Color gamut is very wide, black is pure (0.00) and the perfect blacks (the absence of all light) combined with high maximum brightness yield obscenely high contrast ratios. Our colorimeter measured it at nearly 500,000:1 in a world when laptop and tablet displays are impressive if they pass 1,000:1. The panel represents the full sRGB gamut, 95% of Adobe RGB and 89% of NTSC, which puts it at the top of class with the Vaio Z Canvas (a high gamut IPS display) and the 4K Dell XPS 15 (Sharp IGZO). Unlike IGZO in the Dell, the white point is a more manageable 7000K (the IGZO is so high it's hard to correct for professional work). In person, the Samsung's colors are a little more eye-popping than Surface Pro 4's, but the divide isn't all that great.
Samsung provides the same color gamut options as in the Samsung Galaxy S7 and Galaxy S7 edge Android smartphones. There's Adaptive that changes depending on the content displayed. It skews toward the very vivid and contrasty. AMOLED Photo is close to Adobe RGB, AMOLED Cinema is pretty extreme (very high contrast, HDR like) and Basic is sRGB (useful for those who produce content for the web, smartphones and computers where sRGB is the standard). Samsung's calibration isn't perfect when using AMOLED Photo for Adobe RGB representation-- it's a bit too green. Calibrating with a colorimeter ameliorates this, but the grayscale goes out of whack and grays have a red tint. The same thing happens with Basic mode (sRGB) but to a lesser extent. So yes, graphics and photo pros can use this display, but getting it perfectly calibrated is a challenge. Fortunately, it's not that far off from the factory.

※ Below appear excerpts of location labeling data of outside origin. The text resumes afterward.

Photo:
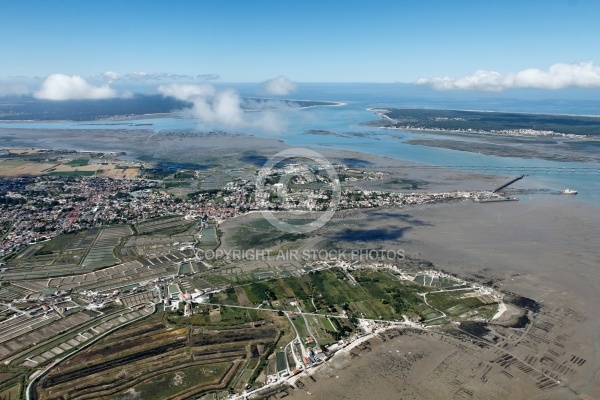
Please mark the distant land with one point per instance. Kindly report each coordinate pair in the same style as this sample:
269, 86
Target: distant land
24, 108
489, 122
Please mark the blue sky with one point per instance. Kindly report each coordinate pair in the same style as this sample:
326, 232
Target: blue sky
305, 41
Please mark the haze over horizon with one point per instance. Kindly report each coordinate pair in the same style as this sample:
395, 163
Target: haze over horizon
75, 50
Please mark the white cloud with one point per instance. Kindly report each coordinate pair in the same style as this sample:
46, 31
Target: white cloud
221, 109
13, 89
558, 76
72, 87
279, 86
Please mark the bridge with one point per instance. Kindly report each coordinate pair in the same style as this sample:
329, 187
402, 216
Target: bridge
489, 169
499, 188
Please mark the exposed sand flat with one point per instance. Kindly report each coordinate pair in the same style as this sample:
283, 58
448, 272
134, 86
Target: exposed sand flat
546, 250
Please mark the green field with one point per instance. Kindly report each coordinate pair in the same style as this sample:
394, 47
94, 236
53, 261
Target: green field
169, 384
78, 162
72, 173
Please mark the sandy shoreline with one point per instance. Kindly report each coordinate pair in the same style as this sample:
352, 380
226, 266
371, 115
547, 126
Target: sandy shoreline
545, 249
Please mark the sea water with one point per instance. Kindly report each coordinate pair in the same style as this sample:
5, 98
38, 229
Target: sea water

For non-pros, the display is simply wonderful. It's vivid and colors truly pop. Contrast is fantastically high but it still looks natural rather than harsh. Text is sharp, and despite the Pentile Matrix used in AMOLED displays, I couldn't see any egregious color fringing on text. Enjoy it, and remember it may need some care and feeding (don't leave the display on for many minutes or hours displaying the same image).